As a company they do use some RSPO-certified palm oil derivatives in their products. The derivative(s) they use in their mascara are sourced from both palm and coconut.

They are moving steadily toward being a zero waste company, packing just about everything in self-regenerative bamboo, then offering refills in seed paper pouches. These are so great because you can plant the package to grow herbs and flowers!

Finally, this Canadian company uses Bullfrog Power to offset all emissions.

They also donate to a variety of charities, like the David Sheldrick Wildlife Trust through which they sponsor three elephants: Maisha, Dololo, and Larr.

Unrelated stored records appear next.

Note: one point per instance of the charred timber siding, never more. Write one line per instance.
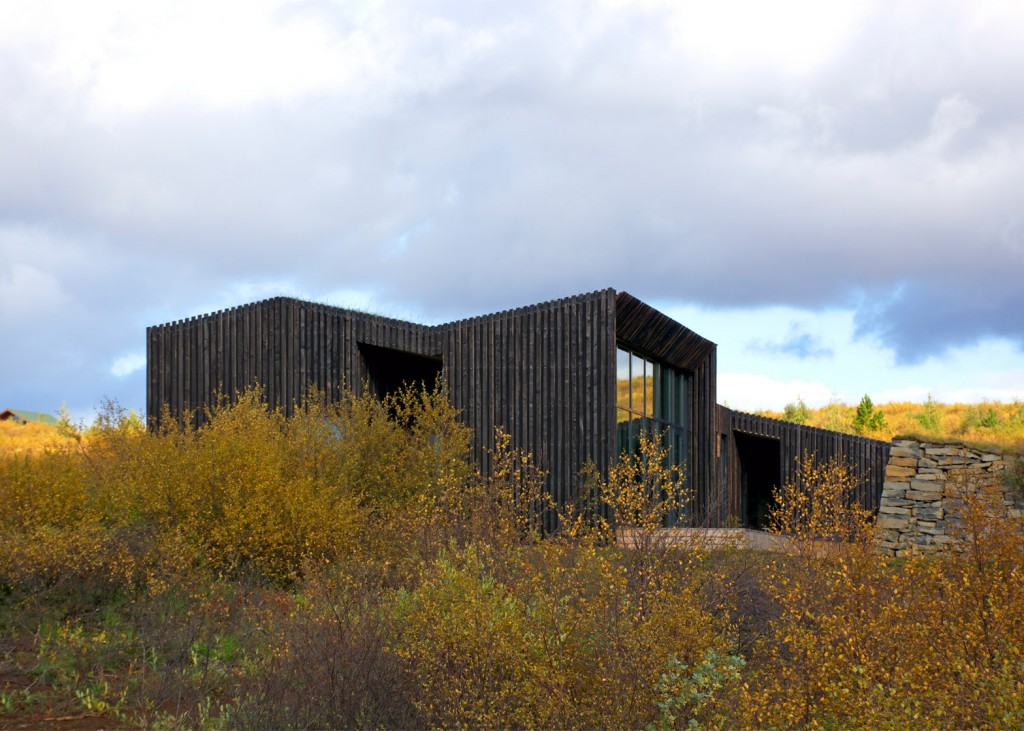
(282, 344)
(546, 375)
(867, 458)
(642, 329)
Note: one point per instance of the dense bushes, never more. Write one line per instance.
(347, 567)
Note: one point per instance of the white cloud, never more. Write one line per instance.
(749, 392)
(128, 363)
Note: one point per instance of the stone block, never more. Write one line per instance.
(899, 502)
(907, 444)
(886, 509)
(894, 471)
(902, 461)
(891, 522)
(944, 450)
(929, 513)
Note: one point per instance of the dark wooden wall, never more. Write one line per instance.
(545, 374)
(282, 344)
(867, 458)
(642, 329)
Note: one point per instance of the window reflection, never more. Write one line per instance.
(623, 384)
(650, 396)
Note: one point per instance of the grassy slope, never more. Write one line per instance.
(971, 424)
(28, 438)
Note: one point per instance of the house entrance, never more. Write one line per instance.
(388, 370)
(760, 473)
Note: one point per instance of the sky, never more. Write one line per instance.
(834, 192)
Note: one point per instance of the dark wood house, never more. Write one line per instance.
(572, 381)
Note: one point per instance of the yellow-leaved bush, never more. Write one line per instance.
(348, 566)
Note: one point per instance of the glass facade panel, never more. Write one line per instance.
(650, 396)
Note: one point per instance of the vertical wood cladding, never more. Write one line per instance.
(642, 329)
(867, 458)
(545, 374)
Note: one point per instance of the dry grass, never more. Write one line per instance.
(349, 568)
(18, 438)
(989, 425)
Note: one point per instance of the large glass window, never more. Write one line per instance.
(651, 396)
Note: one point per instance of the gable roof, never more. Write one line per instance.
(652, 333)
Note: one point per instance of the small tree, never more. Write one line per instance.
(867, 419)
(797, 413)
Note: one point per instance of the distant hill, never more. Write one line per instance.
(987, 425)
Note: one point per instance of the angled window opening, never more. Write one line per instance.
(760, 473)
(389, 371)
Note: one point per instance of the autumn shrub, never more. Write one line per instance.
(829, 639)
(562, 639)
(330, 659)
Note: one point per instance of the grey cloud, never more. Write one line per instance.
(798, 343)
(526, 153)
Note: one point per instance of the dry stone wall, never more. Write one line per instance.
(918, 511)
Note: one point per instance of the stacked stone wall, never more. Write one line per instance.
(919, 511)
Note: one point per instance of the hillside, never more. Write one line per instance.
(988, 425)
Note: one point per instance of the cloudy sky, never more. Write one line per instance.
(834, 191)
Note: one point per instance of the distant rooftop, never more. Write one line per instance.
(24, 417)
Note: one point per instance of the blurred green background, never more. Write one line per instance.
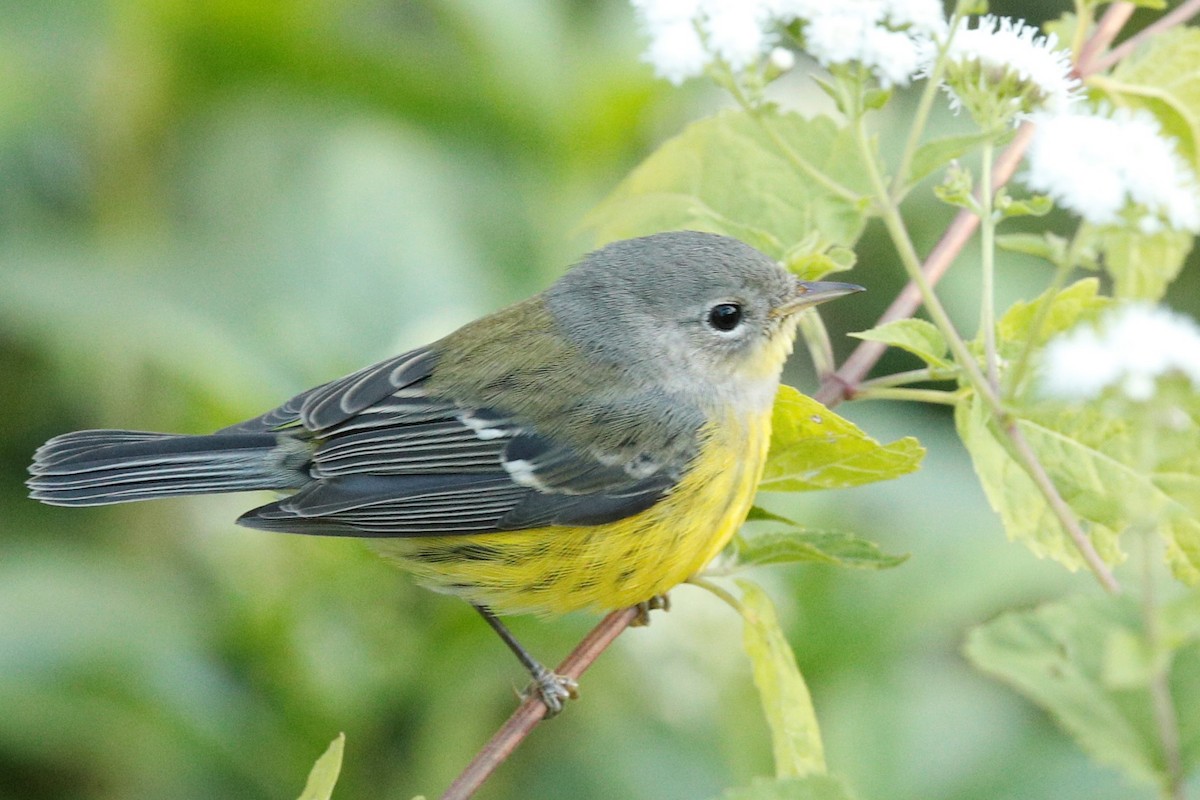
(209, 205)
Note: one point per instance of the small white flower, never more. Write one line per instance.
(1002, 70)
(1104, 167)
(885, 36)
(677, 52)
(781, 59)
(1131, 349)
(737, 31)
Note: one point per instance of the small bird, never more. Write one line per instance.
(588, 447)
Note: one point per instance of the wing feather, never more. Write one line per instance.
(390, 458)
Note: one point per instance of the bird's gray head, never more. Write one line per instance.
(685, 308)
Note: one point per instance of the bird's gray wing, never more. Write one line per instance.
(337, 401)
(412, 464)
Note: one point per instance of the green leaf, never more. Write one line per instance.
(1143, 265)
(1081, 300)
(1036, 205)
(324, 773)
(1047, 246)
(955, 188)
(741, 175)
(1163, 77)
(939, 152)
(1055, 656)
(916, 336)
(1093, 459)
(811, 787)
(795, 734)
(811, 447)
(799, 545)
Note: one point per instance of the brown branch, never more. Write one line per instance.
(532, 710)
(841, 384)
(834, 388)
(1107, 30)
(1039, 476)
(1181, 14)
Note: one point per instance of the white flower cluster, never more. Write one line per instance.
(1007, 64)
(1098, 164)
(886, 36)
(1131, 350)
(889, 38)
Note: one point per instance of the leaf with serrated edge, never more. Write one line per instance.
(1081, 300)
(811, 447)
(1143, 265)
(834, 547)
(916, 336)
(729, 174)
(936, 154)
(795, 734)
(1092, 459)
(1163, 77)
(811, 787)
(324, 773)
(1055, 656)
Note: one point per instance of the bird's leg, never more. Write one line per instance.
(553, 689)
(647, 606)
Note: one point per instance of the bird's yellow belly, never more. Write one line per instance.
(558, 569)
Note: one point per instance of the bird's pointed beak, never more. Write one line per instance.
(810, 293)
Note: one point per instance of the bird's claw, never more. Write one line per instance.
(553, 690)
(643, 609)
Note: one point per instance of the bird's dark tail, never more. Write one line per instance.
(89, 468)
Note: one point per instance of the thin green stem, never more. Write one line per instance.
(905, 378)
(1060, 278)
(988, 264)
(911, 395)
(921, 116)
(911, 262)
(966, 361)
(1059, 506)
(1165, 716)
(717, 589)
(1167, 721)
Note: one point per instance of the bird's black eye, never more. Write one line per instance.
(725, 316)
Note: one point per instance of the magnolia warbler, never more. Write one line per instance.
(588, 447)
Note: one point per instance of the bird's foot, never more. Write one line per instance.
(643, 609)
(553, 690)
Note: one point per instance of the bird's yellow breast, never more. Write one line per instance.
(561, 569)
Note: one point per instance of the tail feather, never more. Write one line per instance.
(102, 467)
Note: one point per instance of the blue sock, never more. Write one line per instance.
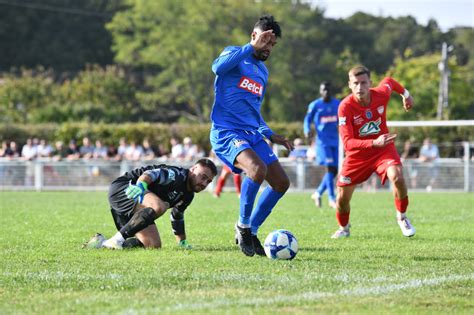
(265, 205)
(248, 194)
(324, 184)
(330, 185)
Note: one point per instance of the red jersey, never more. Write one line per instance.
(359, 125)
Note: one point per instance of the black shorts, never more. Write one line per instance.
(120, 206)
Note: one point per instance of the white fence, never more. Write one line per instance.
(446, 175)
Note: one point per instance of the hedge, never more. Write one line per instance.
(161, 133)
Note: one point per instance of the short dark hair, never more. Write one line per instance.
(209, 164)
(326, 84)
(359, 70)
(267, 22)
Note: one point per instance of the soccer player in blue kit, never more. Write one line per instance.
(323, 113)
(238, 130)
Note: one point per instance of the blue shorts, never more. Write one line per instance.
(327, 155)
(228, 143)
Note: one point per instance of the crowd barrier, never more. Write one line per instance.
(41, 175)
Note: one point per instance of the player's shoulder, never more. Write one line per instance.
(229, 49)
(346, 101)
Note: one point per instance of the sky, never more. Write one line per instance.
(448, 14)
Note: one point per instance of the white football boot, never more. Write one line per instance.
(112, 244)
(342, 232)
(317, 199)
(408, 230)
(97, 241)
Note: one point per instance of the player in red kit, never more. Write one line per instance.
(369, 145)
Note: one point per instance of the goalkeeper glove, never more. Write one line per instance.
(184, 244)
(136, 191)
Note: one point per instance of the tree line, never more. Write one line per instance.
(136, 60)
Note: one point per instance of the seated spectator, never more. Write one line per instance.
(100, 152)
(87, 149)
(429, 154)
(300, 151)
(29, 150)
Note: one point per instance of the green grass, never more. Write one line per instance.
(43, 269)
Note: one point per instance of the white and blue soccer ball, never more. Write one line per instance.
(281, 244)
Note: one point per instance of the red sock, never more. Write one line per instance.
(237, 182)
(401, 204)
(342, 218)
(220, 184)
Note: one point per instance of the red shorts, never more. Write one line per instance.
(356, 171)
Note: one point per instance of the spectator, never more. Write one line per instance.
(177, 149)
(112, 152)
(5, 147)
(148, 150)
(87, 149)
(429, 154)
(100, 152)
(300, 151)
(44, 149)
(122, 148)
(14, 151)
(311, 152)
(29, 151)
(72, 151)
(59, 152)
(134, 152)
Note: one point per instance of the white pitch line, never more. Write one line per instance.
(305, 296)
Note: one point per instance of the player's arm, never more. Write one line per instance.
(389, 85)
(161, 176)
(308, 119)
(230, 58)
(347, 134)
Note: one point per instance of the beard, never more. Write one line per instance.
(262, 55)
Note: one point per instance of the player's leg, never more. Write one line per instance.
(400, 194)
(331, 174)
(149, 236)
(278, 184)
(321, 160)
(237, 183)
(255, 170)
(221, 180)
(234, 149)
(343, 209)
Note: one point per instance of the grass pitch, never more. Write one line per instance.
(377, 270)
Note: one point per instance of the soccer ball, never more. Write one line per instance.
(281, 244)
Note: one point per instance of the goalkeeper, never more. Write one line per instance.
(144, 194)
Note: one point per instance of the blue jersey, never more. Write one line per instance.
(324, 117)
(239, 88)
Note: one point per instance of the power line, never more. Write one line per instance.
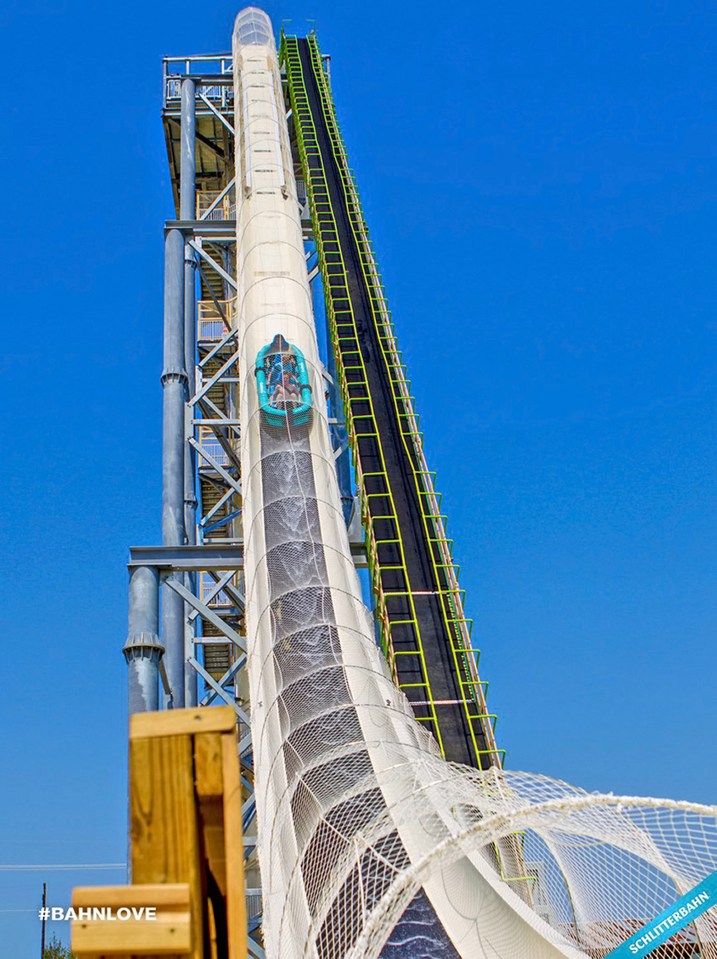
(66, 866)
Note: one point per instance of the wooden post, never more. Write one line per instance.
(186, 844)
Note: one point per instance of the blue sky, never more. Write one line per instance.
(539, 182)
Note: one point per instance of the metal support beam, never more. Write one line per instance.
(174, 384)
(143, 649)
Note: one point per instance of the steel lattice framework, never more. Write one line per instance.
(376, 801)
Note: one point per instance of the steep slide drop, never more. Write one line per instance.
(351, 791)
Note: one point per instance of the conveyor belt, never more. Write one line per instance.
(409, 570)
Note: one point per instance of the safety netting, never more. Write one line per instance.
(370, 844)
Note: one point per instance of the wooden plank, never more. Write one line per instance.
(100, 935)
(234, 849)
(208, 765)
(164, 823)
(209, 780)
(182, 722)
(166, 936)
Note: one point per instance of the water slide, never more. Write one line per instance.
(336, 746)
(371, 843)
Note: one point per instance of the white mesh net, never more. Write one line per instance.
(370, 844)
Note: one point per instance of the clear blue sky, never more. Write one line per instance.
(540, 182)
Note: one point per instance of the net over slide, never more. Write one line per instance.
(370, 843)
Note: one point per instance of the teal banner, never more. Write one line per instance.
(669, 922)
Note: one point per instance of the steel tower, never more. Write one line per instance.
(187, 643)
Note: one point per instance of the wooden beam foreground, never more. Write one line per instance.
(187, 854)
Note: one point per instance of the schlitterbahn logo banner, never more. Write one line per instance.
(674, 918)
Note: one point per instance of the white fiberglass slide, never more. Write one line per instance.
(369, 843)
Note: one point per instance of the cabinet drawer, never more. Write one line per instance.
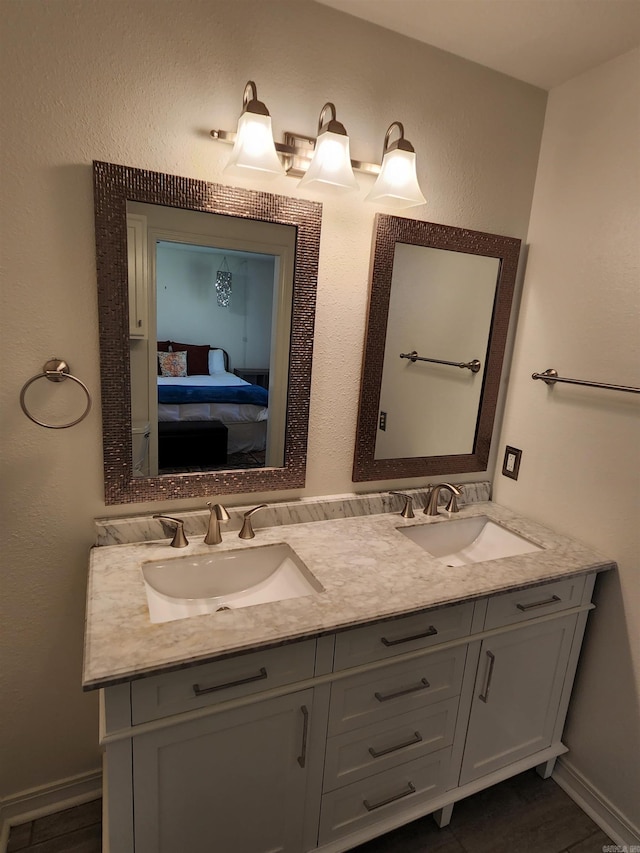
(208, 684)
(393, 637)
(373, 749)
(384, 795)
(513, 607)
(391, 690)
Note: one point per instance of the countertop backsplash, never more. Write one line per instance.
(144, 528)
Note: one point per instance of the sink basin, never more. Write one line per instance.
(468, 540)
(192, 585)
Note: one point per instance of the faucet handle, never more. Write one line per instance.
(407, 510)
(179, 539)
(247, 528)
(220, 511)
(452, 506)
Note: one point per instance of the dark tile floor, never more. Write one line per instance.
(522, 815)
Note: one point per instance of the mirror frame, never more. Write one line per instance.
(114, 185)
(388, 231)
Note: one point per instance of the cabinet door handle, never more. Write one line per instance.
(525, 607)
(200, 691)
(302, 758)
(384, 697)
(417, 738)
(492, 660)
(430, 632)
(371, 806)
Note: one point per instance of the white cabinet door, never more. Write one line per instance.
(517, 693)
(235, 781)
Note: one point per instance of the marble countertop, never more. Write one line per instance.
(368, 570)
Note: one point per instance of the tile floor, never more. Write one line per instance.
(522, 815)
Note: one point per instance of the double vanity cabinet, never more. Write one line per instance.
(321, 743)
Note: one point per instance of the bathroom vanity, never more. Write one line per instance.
(403, 683)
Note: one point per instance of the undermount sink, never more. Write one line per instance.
(468, 540)
(193, 585)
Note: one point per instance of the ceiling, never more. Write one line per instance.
(543, 42)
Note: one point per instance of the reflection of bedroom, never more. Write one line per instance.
(213, 416)
(218, 289)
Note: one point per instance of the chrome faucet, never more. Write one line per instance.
(247, 527)
(407, 510)
(217, 513)
(432, 505)
(179, 539)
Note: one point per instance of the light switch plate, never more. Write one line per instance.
(511, 464)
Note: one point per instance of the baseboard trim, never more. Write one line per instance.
(47, 799)
(595, 804)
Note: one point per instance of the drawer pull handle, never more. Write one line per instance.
(492, 660)
(417, 738)
(384, 697)
(525, 607)
(200, 691)
(371, 806)
(430, 632)
(302, 758)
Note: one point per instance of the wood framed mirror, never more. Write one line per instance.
(239, 227)
(439, 308)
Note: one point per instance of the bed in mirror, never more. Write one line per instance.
(439, 308)
(207, 305)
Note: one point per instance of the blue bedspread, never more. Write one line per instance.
(205, 394)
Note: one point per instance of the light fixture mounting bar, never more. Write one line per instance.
(294, 148)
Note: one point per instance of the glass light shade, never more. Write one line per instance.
(330, 168)
(397, 184)
(254, 149)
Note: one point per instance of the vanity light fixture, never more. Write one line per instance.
(323, 163)
(254, 149)
(397, 184)
(330, 169)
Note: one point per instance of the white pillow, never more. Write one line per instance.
(216, 361)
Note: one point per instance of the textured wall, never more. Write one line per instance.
(580, 468)
(141, 83)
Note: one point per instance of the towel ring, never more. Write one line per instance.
(55, 370)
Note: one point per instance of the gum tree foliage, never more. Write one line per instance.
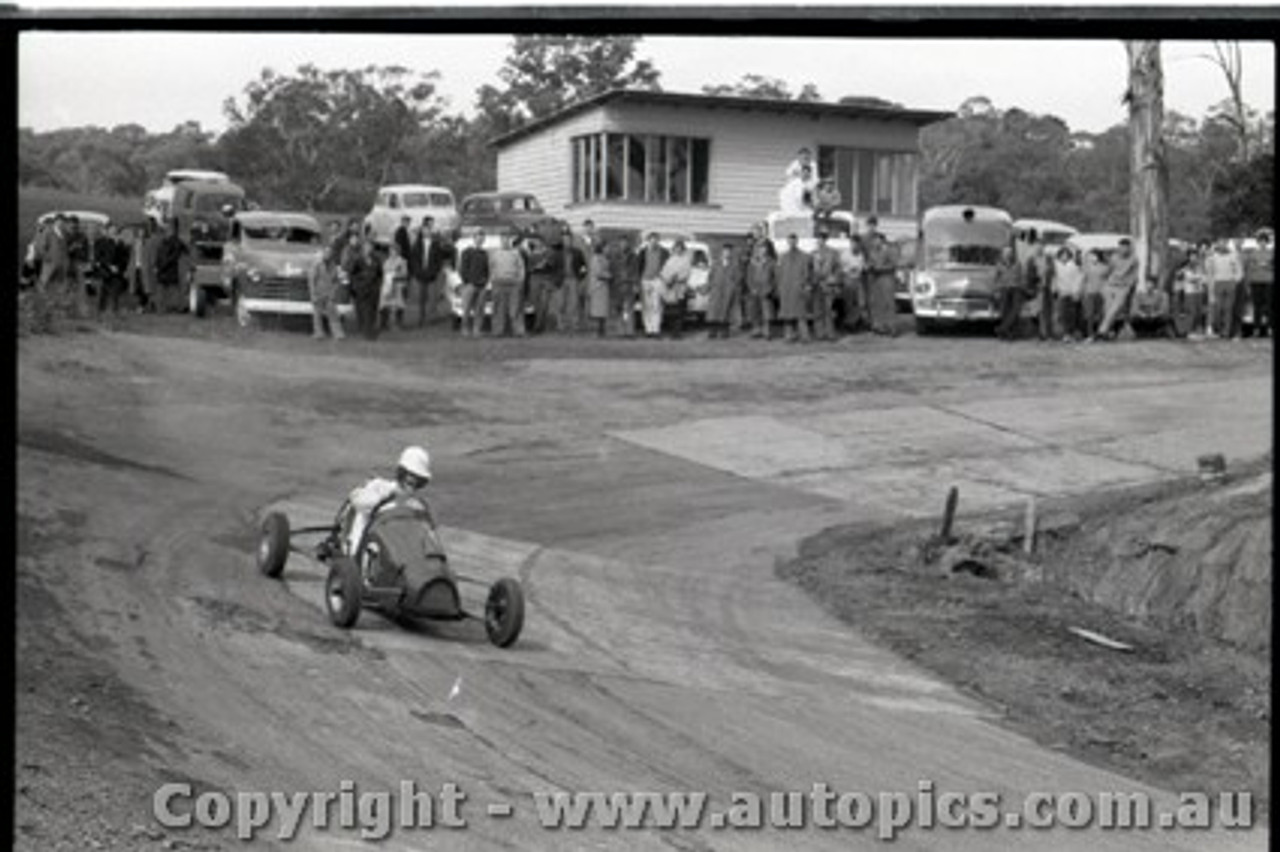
(325, 140)
(1034, 165)
(124, 160)
(766, 87)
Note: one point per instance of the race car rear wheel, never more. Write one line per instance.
(342, 592)
(273, 548)
(504, 612)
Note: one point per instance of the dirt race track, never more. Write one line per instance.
(640, 490)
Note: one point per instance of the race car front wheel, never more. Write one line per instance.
(273, 548)
(504, 612)
(342, 592)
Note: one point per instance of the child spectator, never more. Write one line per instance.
(394, 288)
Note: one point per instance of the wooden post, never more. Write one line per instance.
(1029, 527)
(949, 513)
(1148, 168)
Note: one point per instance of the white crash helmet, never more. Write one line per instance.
(416, 461)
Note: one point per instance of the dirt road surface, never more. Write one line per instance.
(641, 491)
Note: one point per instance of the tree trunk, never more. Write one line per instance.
(1148, 168)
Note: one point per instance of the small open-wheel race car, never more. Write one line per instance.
(400, 569)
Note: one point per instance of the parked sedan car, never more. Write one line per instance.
(412, 200)
(502, 213)
(266, 261)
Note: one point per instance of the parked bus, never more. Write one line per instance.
(954, 280)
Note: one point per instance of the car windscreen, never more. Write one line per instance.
(799, 225)
(428, 200)
(964, 243)
(214, 202)
(280, 233)
(836, 228)
(521, 205)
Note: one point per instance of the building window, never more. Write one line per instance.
(639, 166)
(873, 182)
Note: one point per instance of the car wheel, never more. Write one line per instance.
(342, 591)
(504, 612)
(243, 316)
(197, 301)
(273, 548)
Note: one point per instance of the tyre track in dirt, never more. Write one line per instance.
(663, 662)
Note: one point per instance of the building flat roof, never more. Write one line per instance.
(919, 118)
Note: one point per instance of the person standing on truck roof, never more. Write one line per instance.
(804, 160)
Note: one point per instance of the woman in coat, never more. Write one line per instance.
(676, 273)
(794, 273)
(722, 284)
(760, 284)
(598, 278)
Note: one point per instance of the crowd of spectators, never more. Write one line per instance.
(1091, 296)
(581, 282)
(584, 282)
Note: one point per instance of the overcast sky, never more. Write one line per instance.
(161, 79)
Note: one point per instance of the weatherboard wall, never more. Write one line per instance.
(749, 152)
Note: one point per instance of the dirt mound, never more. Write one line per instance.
(1175, 575)
(1200, 560)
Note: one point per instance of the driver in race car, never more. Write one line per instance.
(412, 475)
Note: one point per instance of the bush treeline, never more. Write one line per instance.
(325, 140)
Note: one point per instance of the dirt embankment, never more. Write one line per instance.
(1198, 560)
(1179, 572)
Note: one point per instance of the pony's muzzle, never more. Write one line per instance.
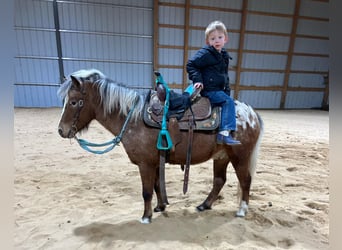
(70, 133)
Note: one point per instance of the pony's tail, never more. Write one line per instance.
(253, 158)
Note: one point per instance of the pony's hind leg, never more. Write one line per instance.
(160, 205)
(147, 174)
(245, 179)
(220, 176)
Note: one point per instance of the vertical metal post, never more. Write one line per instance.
(58, 42)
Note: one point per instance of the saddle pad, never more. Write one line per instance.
(206, 118)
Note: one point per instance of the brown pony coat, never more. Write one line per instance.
(89, 95)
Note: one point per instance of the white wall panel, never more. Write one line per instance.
(315, 46)
(272, 6)
(266, 42)
(261, 79)
(306, 80)
(304, 100)
(201, 17)
(263, 61)
(269, 23)
(261, 99)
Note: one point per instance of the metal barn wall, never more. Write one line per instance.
(112, 36)
(279, 47)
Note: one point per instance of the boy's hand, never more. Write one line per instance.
(198, 85)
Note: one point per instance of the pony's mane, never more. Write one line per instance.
(113, 95)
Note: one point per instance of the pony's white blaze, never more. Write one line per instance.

That’s right; your mascara purchases can support these gentle giants!

Available: EarthHero


Zero waste looks good on everyone, just like long lashes! Lucky for us, the two aren’t mutually exclusive. Here's a list of our favourite zero waste options Image by Sweet Leilani #zerowastemascara #zerowaste
Image by Sweet LeiLani
About Sweet LeiLani Non-Toxic Mascara

Sweet LeiLani’s ethical mascara will not only add some new definition to your eyes, but will nourish and hydrate your lashes with Provitamin B5, coconut oil, and Rosehip, Green Tea and Grapeseed oils. 

Add a little water and it doubles as a zero waste liquid eyeliner. 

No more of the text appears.